Here's a good picture of the 36 I just found in the archives, courtesy of our friend Phil Becker. It was taken on June 27, 1957, just a week before service ended. And it's trained with the 303. He sent it along with a contribution to the Trolleyville fund. There's always plenty that needs to be done, so you can still help!

(Copyright Phillip T. Becker. May not be reproduced without permission.)

Monday, October 18, 2010

Wrapping things up

On Sunday I was able to spend the afternoon finishing up prep on several areas of the 205, defined as completing Bondo and sanding work and priming them with Rustoleum. This included the car's southwest corner post (see right); the bottom ends of all of the recently-installed post caps (below right); two-thirds of the angled dash panel at the east end of the car (below right); and the remaining portions of the letterboard at the east end of the car.

This work is more time-consuming than it looks, but the end result is acceptable, particularly given how badly rusted-through many of these components were to begin with. I also reinstalled a wooden spacer that holds one of the west end windows in place and went through the car putting away tools and closing everything up before my job largely takes me away from IRM for the next few months.

In other news, more fresh paint has shown up on the Cleveland PCC, and there was a large crew of Car Department workers including Jeff, Dan, Greg, Frank, and Joe working on North Shore streetcar 354 just a few feet down the aisle from the 205 in Barn 7. They were able to check over much of the car's complicated electrical control and interlock system with the intention of testing the car's overall electrical/mechanical condition as well as its ability to navigate the museum's trackwork with its compromise-profile wheels. At left, Jeff and Frank are looking over the car's controller while Joe looks on.

Sunday, October 17, 2010

Steam at Monticello

We went downstate to see the Monticello Railroad Museum's rebuilt steam locomotive Southern 401 in operation, and also to visit relatives. A good time was had by all. Here the train is loading in downtown Monticello. A good crowd was on hand, including many enthusiastic railfans who came from all over.
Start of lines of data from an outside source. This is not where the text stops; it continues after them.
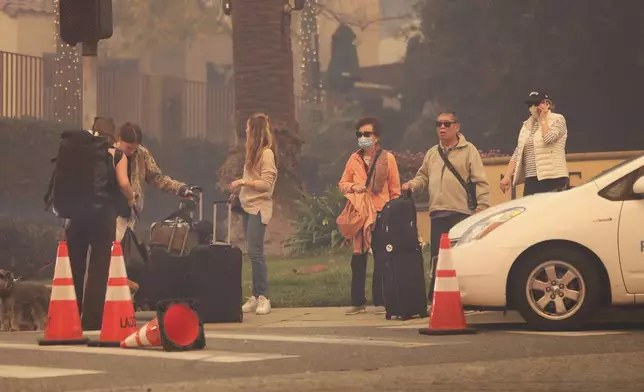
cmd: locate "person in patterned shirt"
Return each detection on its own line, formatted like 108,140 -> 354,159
116,122 -> 195,238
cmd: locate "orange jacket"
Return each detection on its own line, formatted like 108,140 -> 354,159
336,151 -> 400,253
336,192 -> 377,253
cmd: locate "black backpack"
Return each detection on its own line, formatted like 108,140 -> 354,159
45,130 -> 118,219
374,193 -> 420,253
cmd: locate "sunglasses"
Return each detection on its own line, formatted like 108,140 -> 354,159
436,121 -> 456,128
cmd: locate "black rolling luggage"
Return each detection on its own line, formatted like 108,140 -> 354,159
188,201 -> 244,323
134,194 -> 203,310
373,194 -> 427,320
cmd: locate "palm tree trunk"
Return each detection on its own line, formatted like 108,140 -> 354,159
219,0 -> 302,254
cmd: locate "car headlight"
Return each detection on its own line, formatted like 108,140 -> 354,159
458,207 -> 525,245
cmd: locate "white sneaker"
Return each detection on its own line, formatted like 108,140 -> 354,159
255,295 -> 271,315
242,296 -> 257,313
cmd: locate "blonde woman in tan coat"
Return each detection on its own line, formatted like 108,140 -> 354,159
229,113 -> 277,315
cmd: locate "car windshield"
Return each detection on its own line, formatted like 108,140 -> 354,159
586,154 -> 644,183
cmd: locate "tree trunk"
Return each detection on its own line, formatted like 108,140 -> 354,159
219,0 -> 303,251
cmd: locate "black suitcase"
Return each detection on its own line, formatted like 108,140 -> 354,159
188,201 -> 244,323
373,194 -> 428,320
134,193 -> 203,310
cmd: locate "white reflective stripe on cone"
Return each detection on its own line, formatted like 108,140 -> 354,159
125,332 -> 139,347
434,277 -> 460,293
109,256 -> 127,278
105,286 -> 132,302
50,286 -> 76,301
54,257 -> 72,278
138,324 -> 150,346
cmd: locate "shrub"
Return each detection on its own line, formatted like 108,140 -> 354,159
285,186 -> 347,255
0,215 -> 62,279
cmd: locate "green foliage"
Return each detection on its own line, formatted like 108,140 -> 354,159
285,186 -> 347,255
0,215 -> 62,279
0,117 -> 65,222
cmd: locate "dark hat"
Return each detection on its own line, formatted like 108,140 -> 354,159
524,91 -> 550,105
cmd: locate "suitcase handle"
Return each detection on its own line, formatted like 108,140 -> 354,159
212,200 -> 233,245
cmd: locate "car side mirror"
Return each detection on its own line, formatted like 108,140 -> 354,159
633,176 -> 644,195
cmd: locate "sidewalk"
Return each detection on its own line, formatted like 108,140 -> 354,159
136,307 -> 523,329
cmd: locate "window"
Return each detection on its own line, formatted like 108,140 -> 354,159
599,166 -> 644,201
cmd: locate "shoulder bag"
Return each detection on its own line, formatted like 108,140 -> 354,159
437,145 -> 478,211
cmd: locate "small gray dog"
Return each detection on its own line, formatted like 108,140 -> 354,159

(Two photos by Margaret Miller)

This is the flat car arranged for tourist service, which I rode. It's very effective. The train must have gotten up to 35 or 40 mph on the main line.

I had a chance to briefly discuss some issues with my old friend Kent McClure, who is the CMO at Monticello and was the engineer that day.

As I might have mentioned before, I was a member there in the mid-70's while I was in graduate school, and worked briefly on the original boiler for the 401. It now has a brand-new welded boiler.

This is a great accomplishment on their part. I'm glad to see that this experience will be returning soon to a museum near us!

The new boiler was designed for oil firing, for several practical reasons.

Incidentally, their Halloween operation uses a different plan than ours. Various sets are arranged along the main line. Here we see what appear to be a couple of switch heaters on either side of the track, attached to propane tanks so they burn in the dark. With a few adjustments, this would be a good way to burn old paint off steel equipment.